Northwest NEWS

March 5, 2001


Seattle Opera's 'Tosca' is thrilling

by Deborah Stone
   Start with passionate love. Add a dose of jealousy and a hefty portion of desire. Stir in some intrigue, murder and suicide and mix all the ingredients up among three memorable characters.
   The result is a thrilling and dramatic night at Seattle Opera's production of Giacomo Puccini's "Tosca."
   Soprano Carol Vaness, last seen at Seattle Opera in "Il torovatore" (1997), returns as the passionate prima donna Floria Tosca.
   The talented singer embodies her role completely and makes the most of her moving and expressive arias, especially "Vissi d'arte," which she performs crouching on the floor, as Puccini had envisioned. Vaness is full of compassion and fiery spirit and she gives great credibility to the role of Tosca.
   The audience sees her strength and believes in her capacity to destroy evil, as well as in her motives for eventually committing suicide.
   Her lover, the famed painter Cavaradossi, is sung by the well-known tenor Vinson Cole.
   Cole displays Cavaradossi's fervor for life and liberty and his love of Tosca with an aching longing that easily tugs at the emotional heartstrings and makes the audience mourn at the shock of his death. His voice is liquidy smooth, full of youth's dreams and hopes for the future.
   Metropolitan Opera bass-baritone Greer Grimsley makes an imposing Scarpia, the diabolical police chief of Rome who wants Tosca for his own.
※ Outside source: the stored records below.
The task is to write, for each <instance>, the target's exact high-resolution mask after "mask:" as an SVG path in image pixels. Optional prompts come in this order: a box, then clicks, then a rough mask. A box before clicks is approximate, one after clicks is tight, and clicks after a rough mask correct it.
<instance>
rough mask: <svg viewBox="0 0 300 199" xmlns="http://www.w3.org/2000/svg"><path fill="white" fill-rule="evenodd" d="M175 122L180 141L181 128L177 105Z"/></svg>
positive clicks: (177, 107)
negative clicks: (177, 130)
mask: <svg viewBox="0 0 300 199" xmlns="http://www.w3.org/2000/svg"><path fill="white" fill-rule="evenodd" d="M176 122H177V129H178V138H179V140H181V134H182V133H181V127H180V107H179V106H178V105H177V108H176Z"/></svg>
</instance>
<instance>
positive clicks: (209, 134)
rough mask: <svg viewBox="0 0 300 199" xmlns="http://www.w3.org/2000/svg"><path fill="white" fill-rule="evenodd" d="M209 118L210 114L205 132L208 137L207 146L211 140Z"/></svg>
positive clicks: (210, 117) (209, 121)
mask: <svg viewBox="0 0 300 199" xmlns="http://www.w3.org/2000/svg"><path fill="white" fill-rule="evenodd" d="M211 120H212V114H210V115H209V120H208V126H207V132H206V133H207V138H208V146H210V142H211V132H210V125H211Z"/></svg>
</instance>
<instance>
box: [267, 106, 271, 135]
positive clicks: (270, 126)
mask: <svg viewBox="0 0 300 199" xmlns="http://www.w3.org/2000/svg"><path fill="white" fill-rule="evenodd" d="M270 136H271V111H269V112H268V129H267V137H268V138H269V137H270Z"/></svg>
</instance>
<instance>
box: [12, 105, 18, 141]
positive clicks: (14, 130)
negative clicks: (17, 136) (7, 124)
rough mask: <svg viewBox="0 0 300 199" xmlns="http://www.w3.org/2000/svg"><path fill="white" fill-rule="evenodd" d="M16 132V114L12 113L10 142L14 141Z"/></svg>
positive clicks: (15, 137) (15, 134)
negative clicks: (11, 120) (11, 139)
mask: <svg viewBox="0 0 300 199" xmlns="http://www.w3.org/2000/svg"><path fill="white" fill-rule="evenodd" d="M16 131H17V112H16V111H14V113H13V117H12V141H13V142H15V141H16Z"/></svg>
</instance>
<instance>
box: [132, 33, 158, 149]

   Last seen at the Seattle Opera in 1998 in "Tristan und Isolde," Grimsley is in complete command of this juicy role and sings it brilliantly. His body language, facial expressions and voice embody the lecherous, power-mad Scarpia, who takes joy in manipulating people as a means to breaking them down.
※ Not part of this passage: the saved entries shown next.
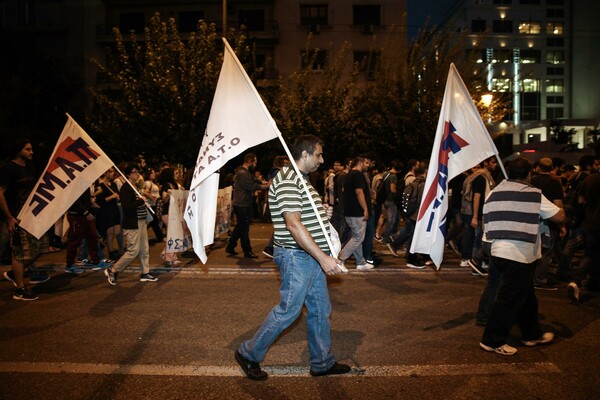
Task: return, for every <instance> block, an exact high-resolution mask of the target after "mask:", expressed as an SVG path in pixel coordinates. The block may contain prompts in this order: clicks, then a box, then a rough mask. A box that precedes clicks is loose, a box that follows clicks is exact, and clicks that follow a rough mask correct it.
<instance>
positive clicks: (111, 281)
mask: <svg viewBox="0 0 600 400" xmlns="http://www.w3.org/2000/svg"><path fill="white" fill-rule="evenodd" d="M104 276H106V280H107V281H108V283H109V284H110V285H111V286H116V285H117V274H116V273H114V272H112V270H111V269H110V268H107V269H105V270H104Z"/></svg>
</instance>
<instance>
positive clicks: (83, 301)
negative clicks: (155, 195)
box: [0, 224, 600, 400]
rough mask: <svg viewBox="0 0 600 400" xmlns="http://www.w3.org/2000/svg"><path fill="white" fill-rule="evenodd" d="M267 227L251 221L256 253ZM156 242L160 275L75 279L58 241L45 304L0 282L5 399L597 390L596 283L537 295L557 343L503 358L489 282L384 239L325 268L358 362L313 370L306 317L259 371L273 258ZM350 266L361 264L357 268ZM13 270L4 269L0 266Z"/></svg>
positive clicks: (292, 398) (336, 323)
   Seattle Opera's staging of this famed opera is elegant with its lovely set design depicting scenes of Rome in 1900 and its period style costumes.
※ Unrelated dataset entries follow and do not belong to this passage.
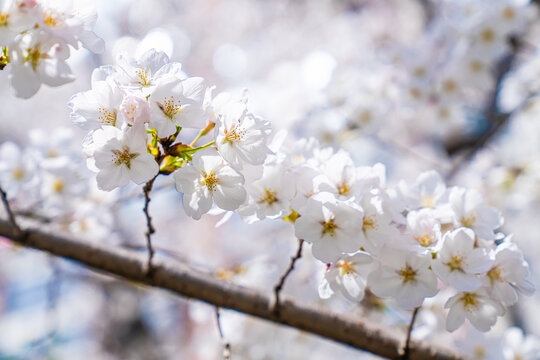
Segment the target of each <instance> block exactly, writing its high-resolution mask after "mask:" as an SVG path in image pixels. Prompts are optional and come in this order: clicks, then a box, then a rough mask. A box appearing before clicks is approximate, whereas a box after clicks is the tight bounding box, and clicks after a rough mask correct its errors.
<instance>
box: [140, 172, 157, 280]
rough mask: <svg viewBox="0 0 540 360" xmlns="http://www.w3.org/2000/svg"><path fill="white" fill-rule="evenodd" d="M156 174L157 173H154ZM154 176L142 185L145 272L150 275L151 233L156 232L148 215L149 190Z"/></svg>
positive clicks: (149, 192) (154, 232)
mask: <svg viewBox="0 0 540 360" xmlns="http://www.w3.org/2000/svg"><path fill="white" fill-rule="evenodd" d="M156 176H157V175H156ZM156 176H155V177H154V178H153V179H152V180H150V181H149V182H147V183H146V184H145V185H144V187H143V193H144V208H143V212H144V216H145V217H146V233H145V236H146V247H147V249H148V258H147V260H146V273H147V274H148V275H150V274H151V273H152V258H153V257H154V248H153V247H152V234H153V233H155V232H156V230H155V229H154V225H152V217H151V216H150V209H149V207H148V206H149V205H150V191H152V185H154V180H155V179H156Z"/></svg>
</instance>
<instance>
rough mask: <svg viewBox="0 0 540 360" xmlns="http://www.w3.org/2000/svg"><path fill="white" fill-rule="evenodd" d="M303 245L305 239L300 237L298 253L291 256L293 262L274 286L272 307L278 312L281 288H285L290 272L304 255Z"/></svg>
mask: <svg viewBox="0 0 540 360" xmlns="http://www.w3.org/2000/svg"><path fill="white" fill-rule="evenodd" d="M303 246H304V239H298V249H297V250H296V255H294V256H293V257H292V258H291V262H290V263H289V267H288V268H287V270H285V272H284V273H283V274H282V275H281V277H280V278H279V282H278V283H277V285H276V286H275V287H274V303H273V304H272V308H273V310H274V311H276V312H277V311H279V305H280V298H279V296H280V293H281V290H282V289H283V285H285V280H286V279H287V277H288V276H289V274H290V273H291V272H292V271H293V269H294V264H295V263H296V261H297V260H298V259H300V258H301V257H302V247H303Z"/></svg>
   Conductor Antonello Allemandi gets a fine performance from the orchestra, allowing it to show off its talents with Puccini's swelling and powerful music.
   "Tosca" has worldwide popularity for its ability to evoke a strong response from its listeners, who get swept into the story and are gripped with an intensity that stays with them throughout the show.
   It is a perfect opera for newcomers to the art of this medium because it has an easily understood plot, a beautiful lyrical and theatrical score and is shorter in length than many other operas.
   The fact that it contains elements of human tragedy amidst life and death stakes only adds to its ability to take listeners for a ride of their lives.